Мы поехали к крытой повозке, скрипящей и негодующе подпрыгивающей на ухабах. Арба была похожа на фургоны, на которых в фильмах переселенцы осваивали дикий запад в Америке. Я подумал о том, что заселение запада действительно происходит прямо сейчас, а тем временем Бобриков перелез на повозку первым и, повернувшись к нам спиной, откинул полог.

При этом он чуть наклонился и нашему взору открылось малоаппетитное зрелище его обширных ягодиц. Бобриков спросил у кого-то внутри, можно ли причинить им беспокойство нашим визитом и получив утвердительный ответ, снова повернулся к нам и махнул, призывая тоже войти в повозку.

Под бдительным надзором Добрикова я перелез на телегу и очутился Внутри крытой части. Внутри передвижного кабинета дома и впрямь оказался Барклай де Толли. Я его до этого уже видел, но беседовать чести еще не удостоился.

Надо же, никогда не думал, что меня будет допрашивать и судить сам будущий военный министр Российской империи. Впрочем, вполне может статься, что в этой реальности он погибнет от ран вместо Багратиона и так никогда и не добьется высоких постов.

Будущий высокопоставленный чиновник сидел перед маленьким столиком и изучал карты, на которых был обозначен маршрут нашего передвижения из Оренбурга. Весьма интересное занятие, я бы и сам с удовольствием занялся им на досуге.
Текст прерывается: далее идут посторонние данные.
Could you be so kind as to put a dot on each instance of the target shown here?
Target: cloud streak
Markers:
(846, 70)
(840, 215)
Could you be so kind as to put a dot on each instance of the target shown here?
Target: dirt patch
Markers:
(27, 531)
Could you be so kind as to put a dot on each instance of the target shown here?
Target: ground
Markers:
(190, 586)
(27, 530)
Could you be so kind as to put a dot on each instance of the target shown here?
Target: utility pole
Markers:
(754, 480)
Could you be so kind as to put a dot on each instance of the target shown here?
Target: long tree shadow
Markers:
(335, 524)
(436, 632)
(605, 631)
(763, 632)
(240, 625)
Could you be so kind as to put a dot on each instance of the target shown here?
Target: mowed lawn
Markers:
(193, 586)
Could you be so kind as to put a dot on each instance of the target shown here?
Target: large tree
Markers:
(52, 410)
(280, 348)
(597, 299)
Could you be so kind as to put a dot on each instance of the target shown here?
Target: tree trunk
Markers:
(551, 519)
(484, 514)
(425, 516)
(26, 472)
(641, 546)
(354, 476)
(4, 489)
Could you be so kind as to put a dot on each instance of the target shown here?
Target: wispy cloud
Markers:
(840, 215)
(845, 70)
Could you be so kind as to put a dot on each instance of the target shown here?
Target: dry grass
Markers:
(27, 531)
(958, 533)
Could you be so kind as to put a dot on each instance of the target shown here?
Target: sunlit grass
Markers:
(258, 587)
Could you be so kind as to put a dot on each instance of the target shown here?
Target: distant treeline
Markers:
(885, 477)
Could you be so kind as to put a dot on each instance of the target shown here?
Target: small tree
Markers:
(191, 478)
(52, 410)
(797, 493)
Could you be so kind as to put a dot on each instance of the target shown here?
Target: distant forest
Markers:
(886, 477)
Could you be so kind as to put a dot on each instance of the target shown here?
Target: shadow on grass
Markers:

Когда мы предстали перед ним, он поднял голову и уставился в меня серьезным внимательным взглядом. Я почувствовал себя весьма неуютно. Мне показалось, что взор сурового инспектора вскрыл мне череп и исследует самые потаенные места в мозгу, о которых я и сам уже позабыл думать.

— Как же так, сударь, вы ведь слыли доверенным лицом его сиятельства Александра Васильевича, — укоризненно заметил Барклай де Толли. — И не оправдали его доверия?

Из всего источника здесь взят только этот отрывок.